Conseil ou Cour constitutionnelle? - Par Dominique Schnapper

Telles les « marronniers » de la rentrée, le rôle des francs-maçons, le palmarès des cliniques ou des lycées, les nominations au Conseil constitutionnel suscitent tous les trois ans les mêmes critiques. Tous les neuf ans, elles sont d’autant plus virulentes que l’un des trois nouveaux membres nommés, celui qui est choisi par le président de la République, deviendra le président du Conseil constitutionnel. Les critiques sont de deux ordres : la politisation, le rôle indu d’une institution non élue dont les décisions peuvent s’imposer à la volonté des élus.

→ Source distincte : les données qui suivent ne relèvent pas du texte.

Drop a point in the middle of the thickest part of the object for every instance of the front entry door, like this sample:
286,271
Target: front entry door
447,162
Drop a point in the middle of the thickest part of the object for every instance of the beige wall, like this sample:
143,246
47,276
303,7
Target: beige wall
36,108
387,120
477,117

Les cours suprêmes sont par nature des instances qui prennent des décisions sinon directement politiques, du moins à horizon politique, même si elles sont justifiées par un argumentaire juridique. Que les conseillers aient une formation juridique est évidemment souhaitable. La Constitution de la Ve République ne prévoit aucune condition de compétence en ce domaine. Dans d’autres pays, les personnalités nommées par les autorités ont été des juges ou des juristes reconnus. Il n’est que de consulter les biographies des membres de la Cour suprême aux Etats-Unis ou ceux de la Cour de Karlsruhe, la plus respectée des cours européennes. Prenons l’exemple de la cour américaine, la première qui a influencé nombre de cours plus récentes. Les juges qui y sont nommés à vie ont fait des carrières de magistrats ou de professeurs dans les universités les plus prestigieuses ; de plus, ils ont à leur disposition une armée de collaborateurs également diplômés de Yale ou de Harvard. Leur bagage proprement juridique est donc sans rapport avec celui des conseillers français. Leurs décisions sont-elles pour autant moins « politisées » et plus « juridiques » ? On peut en douter. Depuis l’acceptation des lois dites Jim Crow qui séparait le monde des Noirs et des Blancs dans les Etats du sud au début du siècle, jusqu’à l’opposition à la politique du New Deal de Roosevelt et aux récentes décisions sur le droit à l’avortement, il semble que la compétence juridique n’empêche pas de prendre des décisions orientées par les sensibilités politiques. La cour actuelle est formée d’une majorité désormais acquise à la cause des Républicains les plus conservateurs et personne ne pense que ses décisions sont ou seront purement « juridiques ». À la cour de Karlsruhe également, les juges ont une compétence supérieure à celle de la majorité des conseillers français, ce sont le plus souvent les juristes des partis politiques et ils sont proposés par eux. Des décisions récentes sur le rapport avec le droit européen sont incontestablement « politiques », autre forme d’une politisation inévitable des cours chargées de juger de la conformité des lois à la constitution.